Ртутти приложил ухо к краю громадной кружки, откуда, точно из колодца, отдавалось эхом бормотанье карлика, и очень внимательно начал слушать.

Все, что рассказывал про Рыцаря карлик Шарль, было истинной правдой, но это далеко не было всей правдой.

Пока шли войны с неверными, всякими язычниками и маврами - короли и герцоги наперебой зазывали Рыцаря Бертрана в свое войско, потому что он первым очертя голову бросался в схватку и рубил, колол, опрокидывал, сбивал с коней, поднимал над головой и отшвыривал врагов из-за своей удивительной силы и слепой храбрости.

Потом, когда сражения пошли уже между "верными", то есть между христианскими королями и герцогами, он тоже был желанным гостем при любом войске.

Но вот когда он остался без дела из-за наступившего затишья в междоусобиях - он заскучал, стал азартно играть в кости и проиграл половину своего имущества. Увлекся петушиными боями и проиграл вторую половину.

Третью половину он прокутил и прогулял и роздал всем, кто у него просил: разным бедным, несчастным или просто бессовестным людям.

А так как этой третьей половины у него не было и ему пришлось ее брать в долг - перед праздником святого Пуллинария он оказался окончательно без гроша, без коня, оружия и доспехов и вдобавок за очень толстой решеткой в городской башне в ожидании суда.

Там он, в первый раз в жизни призадумавшись, сидел и смотрел через решетку на городскую площадь, где плотники вколачивали последние гвозди в готовый помост для представления миракля.

И так как тут не с кем было драться и не было пи петухов, ни игорных костей, он впервые стал думать и размышлять, и прожитая жизнь вдруг показалась ему какой-то глупой и уж очень что-то бессмысленной.

Как хорошо было бы сидеть тут хоть не одному, а с каким-нибудь рыцарем.
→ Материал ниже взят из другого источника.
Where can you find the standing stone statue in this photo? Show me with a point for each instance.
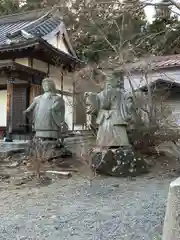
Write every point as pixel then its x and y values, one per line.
pixel 48 112
pixel 113 154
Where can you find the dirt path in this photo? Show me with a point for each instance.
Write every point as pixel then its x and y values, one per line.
pixel 116 209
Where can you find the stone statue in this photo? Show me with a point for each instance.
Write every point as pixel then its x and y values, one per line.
pixel 113 108
pixel 113 154
pixel 48 112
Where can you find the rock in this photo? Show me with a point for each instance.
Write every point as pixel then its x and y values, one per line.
pixel 171 230
pixel 121 162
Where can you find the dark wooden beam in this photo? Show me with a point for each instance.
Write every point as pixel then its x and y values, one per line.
pixel 9 112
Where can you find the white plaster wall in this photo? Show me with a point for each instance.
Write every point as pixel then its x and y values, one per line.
pixel 58 42
pixel 3 104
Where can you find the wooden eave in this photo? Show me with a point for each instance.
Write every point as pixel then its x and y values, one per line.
pixel 12 68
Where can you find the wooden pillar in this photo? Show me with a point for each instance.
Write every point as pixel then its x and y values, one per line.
pixel 9 112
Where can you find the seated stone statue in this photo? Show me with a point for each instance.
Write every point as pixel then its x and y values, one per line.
pixel 48 112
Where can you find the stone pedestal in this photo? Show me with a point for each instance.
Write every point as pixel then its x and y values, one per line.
pixel 120 162
pixel 171 230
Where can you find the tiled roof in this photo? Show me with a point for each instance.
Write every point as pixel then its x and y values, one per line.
pixel 36 24
pixel 153 63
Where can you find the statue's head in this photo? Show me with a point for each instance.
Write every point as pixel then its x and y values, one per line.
pixel 48 85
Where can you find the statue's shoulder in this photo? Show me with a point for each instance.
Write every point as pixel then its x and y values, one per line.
pixel 37 98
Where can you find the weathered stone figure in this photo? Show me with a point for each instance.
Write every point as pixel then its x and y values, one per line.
pixel 48 112
pixel 113 112
pixel 113 154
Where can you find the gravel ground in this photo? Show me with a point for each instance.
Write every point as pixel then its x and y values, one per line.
pixel 112 209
С кем?.. Он перебирал в памяти и вспомнил веселого, щедрого, доброго пылкого и храброго Аль-Мансура! Вот с кем бы он не соскучился, даже сидя в башне! Но тут же с горечью вспомнил, что ведь это он сам убил Аль-Мансура в поединке после того, как они бились с ним от полудня до темноты. И ему стало смутно на душе - он понял, что любил этого "неверного" рыцаря Аль-Мансура больше всех "верных", и очень загрустил о том, что его нет сейчас с ним.

Он вспомнил, что среди сарацинских рыцарей было немало благородных воинов, на чье слово можно было положиться, и они сражались честно и храбро, и у него не было к ним ни капли вражды в сердце.
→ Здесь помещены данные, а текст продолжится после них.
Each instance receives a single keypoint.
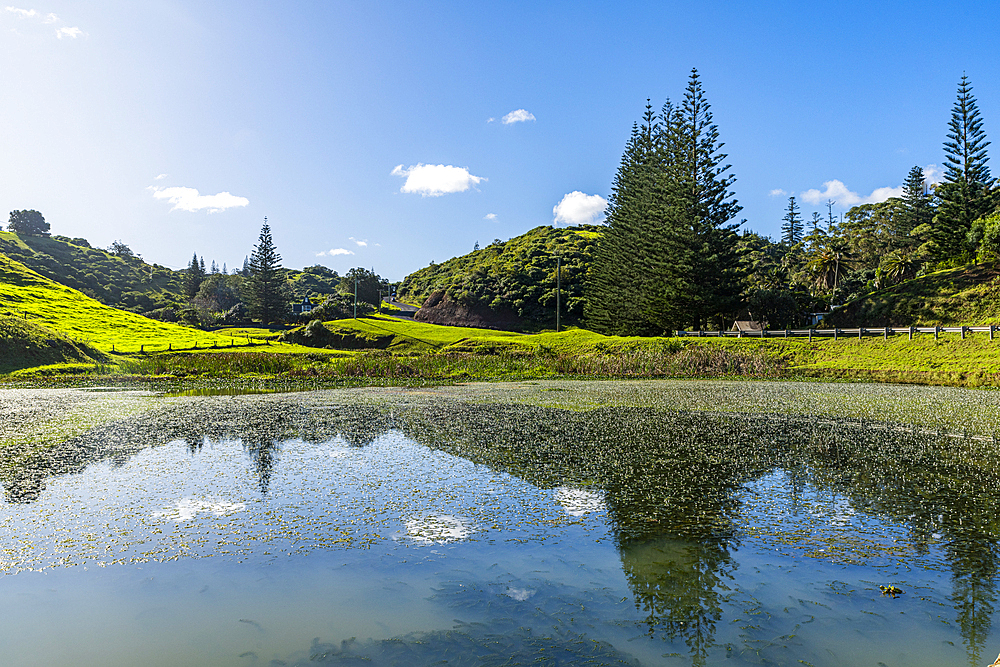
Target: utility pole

Вспомнил, что неверные рыцари выказывали ему всегда уважение и восхищались его смелостью и силой. И вдруг ему показалось удивительным и странным: он сам рубил врагов во имя кроткого и милосердного христианского бога. А мусульмане - во имя своего, тоже благого и милостивого. И почему нужно было из-за них немилосердно драться, если подумать, как-то не очень понятно. Так он вспоминал и размышлял, не замечая, что на городской площади перед башней собирается все больше людей. И вдруг услышал, как громко затрубили трубы, и увидел, что площадь битком набита народом, из окон выглядывают роскошно одетые богатые дамы и даже на крышах черно от зрителей.

Праздничный миракль "О Драконе" начался.

Появился ангел в белом балахончике и, бряцая на арфе, спел вступление, в котором, по обычаю, заранее рассказывалось публике обо всем, что должно произойти в представлении. О том, как жители города заслужили своим непокорством и небрежением к делам веры жестокую кару и Диавол устроил совещание у тебя в аду и придумал вызвать из дальних стран Дракона, который по пути опустошил целые страны, царства и королевства и наконец подошел к стенам города.

Тогда ангелы тоже устроили совещание у себя на небесах и послали святого Пуллинария (который, впрочем, тогда еще не был святым) - спасти город.

Пуллинарий вышел на Дракона и стал его успокаивать и умиротворять сладостным пением. Ярость чудовища чудесным образом утихла, и, заключив уже известный мирный договор, Дракон уползал в черные скалы…

Стихи для пения были старые, хорошие, и Трувер отлично их спел и ушел плавной походкой.

Следом за ним выскочил Ртутти - очень маленький чертенок с рожками - и стал хохотать так, что казалось, звуки идут то снизу, то сверху, и, кривляясь и хрюкая, объявил, что он собирается подставить ножку святому Пуллинарию и клянется адским пламенем, что погубит его!

В публике многие стали креститься и с отвращением отплевываться от черта.